David Bernier <email@example.com> writes: > f(X) := X^2 - X + 1, a polynomial in say Z[X] or Q[X]. > > Let q:= f^11 (m) = f^11 (5379) . > > Then q with about 7600 digits, is > a probable prime. > > PARI-gp did the strong Rabin-Miller probabilitic > primatitility test for 560 random bases on 'q' . > > And 'q' passed. From recent memory, a "random" composite > will pass this test for 560 bases about (or no more than) > with probability 1/4^560, or about 10^(-336).
If you can pull any factors out of f^i(x) for i<11, then they could help towards a Pocklington or related proof of primality. It seems i=1..5 crack instantly, but alas they're insignificant. You'd need to crack everything up to i=8, or i=9 on its own, in order to achieve the magical 25% factorisation for a Coppersmith-Howgrave-Graham to work.
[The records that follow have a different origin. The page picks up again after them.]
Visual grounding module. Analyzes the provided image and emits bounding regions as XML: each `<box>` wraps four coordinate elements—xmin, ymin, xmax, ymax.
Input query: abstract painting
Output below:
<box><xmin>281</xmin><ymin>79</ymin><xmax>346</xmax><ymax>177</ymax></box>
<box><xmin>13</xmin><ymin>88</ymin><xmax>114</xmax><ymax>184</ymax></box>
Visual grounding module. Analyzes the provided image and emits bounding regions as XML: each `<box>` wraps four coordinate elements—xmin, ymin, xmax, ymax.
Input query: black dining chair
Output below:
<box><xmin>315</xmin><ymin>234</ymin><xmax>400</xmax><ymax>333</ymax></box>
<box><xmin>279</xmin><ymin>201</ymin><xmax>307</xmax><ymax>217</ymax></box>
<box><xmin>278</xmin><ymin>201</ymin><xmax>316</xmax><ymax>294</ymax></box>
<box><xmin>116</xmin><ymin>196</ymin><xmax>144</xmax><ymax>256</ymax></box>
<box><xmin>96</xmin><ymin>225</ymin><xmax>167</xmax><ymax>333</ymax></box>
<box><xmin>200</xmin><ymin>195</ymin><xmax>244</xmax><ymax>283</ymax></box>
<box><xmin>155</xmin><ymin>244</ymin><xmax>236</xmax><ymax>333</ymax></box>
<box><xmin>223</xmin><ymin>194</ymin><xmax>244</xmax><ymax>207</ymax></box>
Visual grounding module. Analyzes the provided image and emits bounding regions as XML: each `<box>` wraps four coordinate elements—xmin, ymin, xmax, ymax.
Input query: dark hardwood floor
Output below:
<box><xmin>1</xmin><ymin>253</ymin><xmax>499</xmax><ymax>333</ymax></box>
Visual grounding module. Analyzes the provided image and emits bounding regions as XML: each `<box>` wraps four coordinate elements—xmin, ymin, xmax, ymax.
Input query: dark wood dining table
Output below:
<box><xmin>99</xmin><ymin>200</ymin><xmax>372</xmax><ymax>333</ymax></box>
Otherwise, your number is in range for a multi-processor ECPP attack, (Marcel Martin's "Primo" is what I always used to use, but I think its name has changed to Certifix or similar recently.)
Phil -- "In a world of magnets and miracles" -- Insane Clown Posse, Miracles, 2009. Much derided. "Magnets, how do they work" -- Pink Floyd, High Hopes, 1994. Lauded as lyrical geniuses.